After slow sales Vuori realized it had a major branding problem

Football, lacrosse, yoga. Joe Kudla was game for almost any sport and fitness regimen, but in 2008, after years of beating himself up playing contact sports, 40-year-old Kudla decided to take up yoga. But he soon discovered that he couldn’t find much to wear.

I learned that out of the 17 million people doing yoga, more then six million of them were men. Yet there was not one single yoga brand targeting that market.” says Kudla

To put the numbers in perspective, surfing which is an activity enjoyed by roughly 17-20 million surfers world-wide are served by more then 90+ clothing brands. After Kudla did some quick napkin math, saved and borrowed roughly $300,000 from family, friends and the bank and, in 2014, he launched his startup Vuori (“mountain” in Finnish), to produce men’s yoga clothing.

The original plan was to create clothes to move and sweat in, but styled for everyday life, like Lululemon and others had done for women. We were the only one entering a growing niche. Textbook marketing, right?”

Wrong. Though Vuori’s designs and garments won hi-fives from specialty yoga retailers, sales were very slow and soon he was burning through cash. Joe needed to figure out why his assumptions about his customers were so off base. So he wrote a questionnaire and emailed it to every single person who had ever bought from Vuori’s website.

Among dozens of questions, such as what denim brands they favored and what activities they enjoyed, he asked them to list the occasions for which they wore Vuori. What came back shocked him.

"Our customers weren’t using their Vuori gear for yoga. Running, which we’d never even thought about, was the #1 activity. Yoga was far down the list. Our ‘pivot or die’ moment was when we realized that while female consumers might want to identify as yogis, men really don’t. Our men customers identify as surfer guys or crossFit guys, for which yoga is just another tool used to supplement their overall fitness regimen.”

Turns out he also misunderstood how complex the retail space can be.

"Most guys, don’t want to hang out at a yoga studio and shop. They get in and they get out; they don’t stick around.”

All this forced Kudla to learn a valuable entrepreneurial lesson.

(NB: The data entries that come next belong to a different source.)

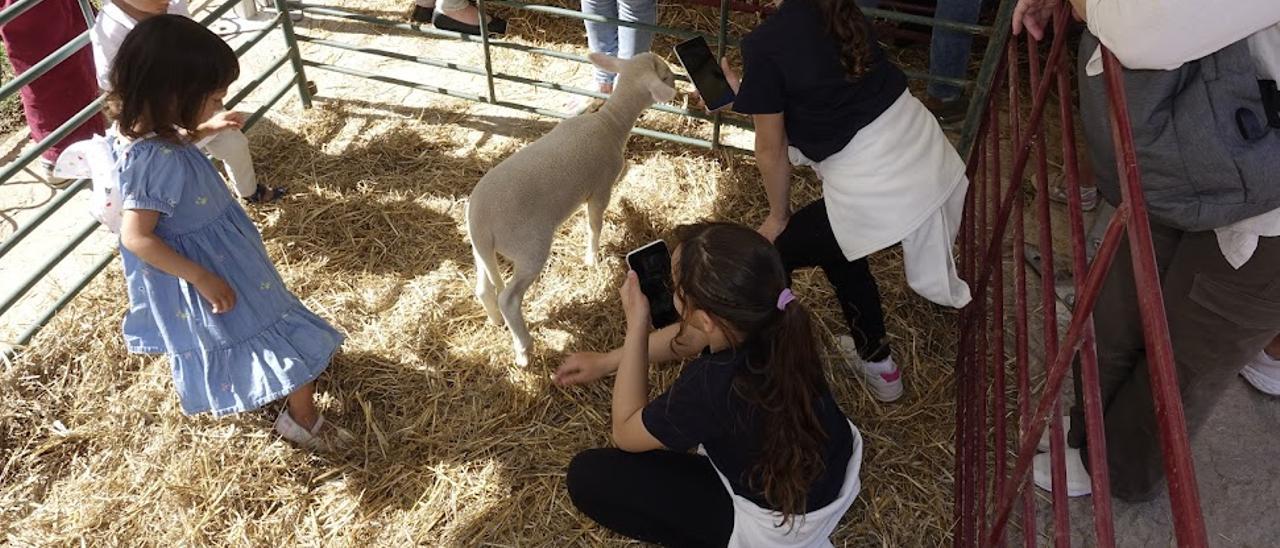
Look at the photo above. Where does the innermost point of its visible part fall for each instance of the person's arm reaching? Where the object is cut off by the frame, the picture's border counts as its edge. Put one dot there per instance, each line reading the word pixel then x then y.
pixel 771 155
pixel 137 234
pixel 581 368
pixel 631 386
pixel 1166 33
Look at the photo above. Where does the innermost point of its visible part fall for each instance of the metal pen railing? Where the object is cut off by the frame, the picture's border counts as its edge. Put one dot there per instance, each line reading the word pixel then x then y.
pixel 721 39
pixel 988 491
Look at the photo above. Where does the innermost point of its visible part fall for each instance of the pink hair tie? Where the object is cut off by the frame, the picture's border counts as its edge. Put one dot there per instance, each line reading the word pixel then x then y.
pixel 785 298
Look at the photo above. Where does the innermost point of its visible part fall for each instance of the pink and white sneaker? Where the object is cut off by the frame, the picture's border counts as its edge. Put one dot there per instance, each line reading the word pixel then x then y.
pixel 883 378
pixel 1264 374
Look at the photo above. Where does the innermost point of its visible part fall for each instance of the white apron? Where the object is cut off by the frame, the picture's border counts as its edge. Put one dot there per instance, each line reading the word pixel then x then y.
pixel 899 179
pixel 757 528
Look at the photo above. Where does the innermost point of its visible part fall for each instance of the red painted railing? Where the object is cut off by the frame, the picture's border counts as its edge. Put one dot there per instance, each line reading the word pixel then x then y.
pixel 990 491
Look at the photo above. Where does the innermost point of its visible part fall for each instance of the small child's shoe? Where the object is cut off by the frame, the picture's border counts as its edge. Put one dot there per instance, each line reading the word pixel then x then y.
pixel 1264 374
pixel 883 378
pixel 1043 444
pixel 51 178
pixel 1078 483
pixel 323 437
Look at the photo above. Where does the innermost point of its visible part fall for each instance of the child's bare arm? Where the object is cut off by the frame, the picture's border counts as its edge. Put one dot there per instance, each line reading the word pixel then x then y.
pixel 137 234
pixel 663 346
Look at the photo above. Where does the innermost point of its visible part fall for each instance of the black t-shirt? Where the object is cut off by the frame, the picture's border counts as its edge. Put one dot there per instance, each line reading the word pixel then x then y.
pixel 703 407
pixel 791 65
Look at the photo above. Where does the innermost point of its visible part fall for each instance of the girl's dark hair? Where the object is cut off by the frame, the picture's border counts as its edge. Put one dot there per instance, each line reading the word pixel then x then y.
pixel 851 32
pixel 735 275
pixel 163 74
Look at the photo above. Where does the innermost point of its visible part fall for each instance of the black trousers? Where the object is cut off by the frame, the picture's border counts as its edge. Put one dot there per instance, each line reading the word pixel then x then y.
pixel 808 241
pixel 659 497
pixel 1219 319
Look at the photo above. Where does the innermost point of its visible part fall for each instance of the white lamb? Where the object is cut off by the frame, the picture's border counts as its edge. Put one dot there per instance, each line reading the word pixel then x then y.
pixel 517 206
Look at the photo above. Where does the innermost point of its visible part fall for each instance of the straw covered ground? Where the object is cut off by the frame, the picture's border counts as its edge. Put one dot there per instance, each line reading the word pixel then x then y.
pixel 456 444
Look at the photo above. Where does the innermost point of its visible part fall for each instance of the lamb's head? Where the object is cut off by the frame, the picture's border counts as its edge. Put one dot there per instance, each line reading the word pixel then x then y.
pixel 645 72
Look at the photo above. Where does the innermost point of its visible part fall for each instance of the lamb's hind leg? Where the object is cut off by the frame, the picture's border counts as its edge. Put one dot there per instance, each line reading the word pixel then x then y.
pixel 526 270
pixel 487 287
pixel 595 208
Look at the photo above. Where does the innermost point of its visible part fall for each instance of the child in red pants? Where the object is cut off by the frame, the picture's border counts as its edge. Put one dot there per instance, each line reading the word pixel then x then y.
pixel 50 100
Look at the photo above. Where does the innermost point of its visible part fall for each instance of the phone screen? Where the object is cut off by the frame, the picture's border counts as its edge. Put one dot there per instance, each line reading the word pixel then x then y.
pixel 652 264
pixel 704 71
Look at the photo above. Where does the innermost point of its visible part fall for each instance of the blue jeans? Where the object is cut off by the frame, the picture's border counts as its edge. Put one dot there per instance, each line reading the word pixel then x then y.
pixel 622 42
pixel 949 50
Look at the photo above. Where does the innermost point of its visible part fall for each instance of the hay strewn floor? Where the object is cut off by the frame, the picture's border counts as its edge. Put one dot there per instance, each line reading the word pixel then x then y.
pixel 457 446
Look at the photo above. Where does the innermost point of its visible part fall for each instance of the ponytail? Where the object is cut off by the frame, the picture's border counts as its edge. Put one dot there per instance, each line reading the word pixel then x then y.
pixel 850 30
pixel 737 278
pixel 792 438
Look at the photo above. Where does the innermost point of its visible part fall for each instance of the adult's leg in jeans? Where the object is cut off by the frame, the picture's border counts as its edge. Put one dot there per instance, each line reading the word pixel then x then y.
pixel 659 497
pixel 634 41
pixel 1118 327
pixel 808 241
pixel 53 99
pixel 949 50
pixel 602 37
pixel 1219 319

As a new brand, you should never make concrete assumptions about your potential future customers. As your brand and products grow, you need to always be aware and flexible in noticing trends and analyzing the data that you are gaining from each customer.

People liked the Vuori product, but the narrow scope of marketing and selling it only too male yogis was tying it too closely to one activity choking its potential true market value.

Since the end of 2015, Vuori is no longer just a male yogi clothing brand. They have been repositioning as activewear, designed with West Coast daily life in mind and letting the customers choose where they want to wear the stuff. The young brand now celebrates versatility, categorizing its clothing as "lounge,” “travel” and “training.

In coastal California, people are going to yoga in the morning, surfing in the afternoon and then meeting friends. It’s aspirational coastal California performance clothing.”

This new go-to-market strategy is working. Kudla is anticipating 125 percent sales growth this year. Next year, revenues should climb to between $30 million and $50 million. Vuori’s footprint is also expanding beyond their ecommerce store with brick and mortar retailers coast-to-coast ranging from REI to Nordstrom, surf shops, running retailers, and fitness clubs.